La muchacha nos examinó unos instantes, cambiando su mirada. Diría que entendió la situación, y creo que se compadeció de nosotras.
—Siento mucho lo que está pasándoles —comenzó con aire profesional. Sin embargo, en su voz había un tono de pesadumbre—. Pero no vamos a poder hacer nada para ayudarlas. Yo recogeré todos sus papeles y solicitudes, los elevaré al estamento que hacen los Estudios Económicos, pero lamento decirles que, seguramente, al ver su edad y avales, no seguirán adelante con el estudio.
—Estás diciendo que no vais a darnos el dinero —dejó en claro Quimeta, seria y educadamente.
—Lo siento, pero es así, y no depende de mí —manifestó ella, entrelazando las manos sobre la mesa e inclinándose levemente hacia nosotras—. Si dependiera de mí, intentaría hacer todo lo posible, pero les ahorro tiempo diciéndoles que no van a pasar ni el primer estudio. Si tienen alguna otra idea, la venta de alguna propiedad, algún conocido o familiar, o quizá una propuesta que yo desconozca, tal vez sería el momento de ponerla en marcha —expuso con sinceridad. Supongo que la cara de Quimeta y la mía eran un poema, pues la chica nos contemplaba ya con aire de pena—. Puedo hacerles un papel para presentar al fondo de inversión que les pide el dinero, conforme estamos iniciando un estudio económico ⸻nos ofreció, moviendo los papeles de un lado a otro⸻. A ver si así les dan un poco de tiempo para poder pensar en algo.
—Nos gustaría mucho tener ese papel, hija —aceptó Quimeta con desidia—. Probaremos presentarlo y así ganar tiempo, como tú dices.

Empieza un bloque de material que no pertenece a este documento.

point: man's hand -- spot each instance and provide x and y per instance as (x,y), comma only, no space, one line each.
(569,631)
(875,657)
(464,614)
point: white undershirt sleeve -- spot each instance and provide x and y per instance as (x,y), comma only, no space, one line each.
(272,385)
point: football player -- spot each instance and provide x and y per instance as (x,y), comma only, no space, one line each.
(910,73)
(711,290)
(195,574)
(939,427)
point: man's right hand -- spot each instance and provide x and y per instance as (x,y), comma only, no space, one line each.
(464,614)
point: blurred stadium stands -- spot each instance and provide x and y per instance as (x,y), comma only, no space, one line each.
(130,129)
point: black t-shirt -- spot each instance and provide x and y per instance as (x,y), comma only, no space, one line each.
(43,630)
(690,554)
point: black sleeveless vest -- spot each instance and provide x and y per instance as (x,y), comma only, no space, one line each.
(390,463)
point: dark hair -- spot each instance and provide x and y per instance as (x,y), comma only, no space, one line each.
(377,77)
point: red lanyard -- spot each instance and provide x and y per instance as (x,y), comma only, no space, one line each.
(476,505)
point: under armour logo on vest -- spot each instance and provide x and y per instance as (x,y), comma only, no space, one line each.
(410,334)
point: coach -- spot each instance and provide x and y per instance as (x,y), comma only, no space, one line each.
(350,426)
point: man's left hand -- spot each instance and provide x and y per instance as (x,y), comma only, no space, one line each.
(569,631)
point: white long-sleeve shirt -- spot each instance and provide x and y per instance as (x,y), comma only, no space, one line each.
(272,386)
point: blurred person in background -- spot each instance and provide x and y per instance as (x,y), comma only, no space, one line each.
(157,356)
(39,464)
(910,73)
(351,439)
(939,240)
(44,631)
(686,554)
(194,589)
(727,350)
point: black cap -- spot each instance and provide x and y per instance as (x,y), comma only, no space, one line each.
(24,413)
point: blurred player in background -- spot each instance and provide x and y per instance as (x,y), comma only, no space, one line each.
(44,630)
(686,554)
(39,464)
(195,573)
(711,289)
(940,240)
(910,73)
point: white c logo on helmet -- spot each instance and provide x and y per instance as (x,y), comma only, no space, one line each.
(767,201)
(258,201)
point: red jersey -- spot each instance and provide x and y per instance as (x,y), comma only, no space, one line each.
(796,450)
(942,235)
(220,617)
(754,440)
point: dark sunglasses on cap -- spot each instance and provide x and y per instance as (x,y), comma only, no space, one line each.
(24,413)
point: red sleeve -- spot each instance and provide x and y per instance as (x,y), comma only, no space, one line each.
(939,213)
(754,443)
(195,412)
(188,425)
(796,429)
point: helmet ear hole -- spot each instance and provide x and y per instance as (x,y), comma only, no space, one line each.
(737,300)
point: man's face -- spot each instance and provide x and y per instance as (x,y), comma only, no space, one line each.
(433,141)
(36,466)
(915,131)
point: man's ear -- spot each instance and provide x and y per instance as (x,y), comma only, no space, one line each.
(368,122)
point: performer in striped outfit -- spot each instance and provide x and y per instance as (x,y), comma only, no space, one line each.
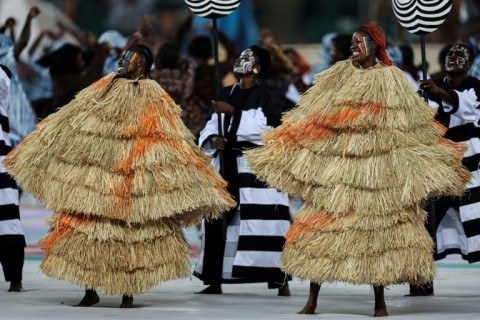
(457,98)
(254,230)
(12,240)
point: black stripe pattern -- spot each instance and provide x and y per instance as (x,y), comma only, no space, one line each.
(421,16)
(212,9)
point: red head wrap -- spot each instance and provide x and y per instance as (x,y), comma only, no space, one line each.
(377,35)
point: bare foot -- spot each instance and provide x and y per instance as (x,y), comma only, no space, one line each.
(422,290)
(382,312)
(212,289)
(284,291)
(127,301)
(308,309)
(90,298)
(16,286)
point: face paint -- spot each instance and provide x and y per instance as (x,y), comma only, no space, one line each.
(130,62)
(364,46)
(244,64)
(457,59)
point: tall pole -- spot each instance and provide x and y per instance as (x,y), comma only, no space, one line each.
(217,89)
(431,203)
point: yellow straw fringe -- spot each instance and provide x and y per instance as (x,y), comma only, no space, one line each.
(364,157)
(123,174)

La muchacha se levantó de su silla y se fue hacia otro despacho, quizá para hacer alguna fotocopia o el informe en privado.
—¿Ves como no van a dejarnos el dinero? —azucé a Quimeta, sin que esta se atreviera a mirarme. Sabía de sobra lo que estaba pensando.
—No es el único banco —argumentó, acomodando la bolsa de papeles en su regazo—. Probaremos en más.
La respuesta que obtuve de Quimeta hizo que yo enviara un resoplido al aire y una mirada a la nada mientras negaba con la cabeza. Llevábamos ya un montón de bancos visitados, y todo eran negativas y malas caras. Me dolía la cabeza de oír las mismas excusas. Esa semana había sido una auténtica pesadilla. Y como si las palabras de aquella muchacha se tratasen de una premonición, nadie nos hacía caso. Éramos invisibles. O peor, éramos viejas.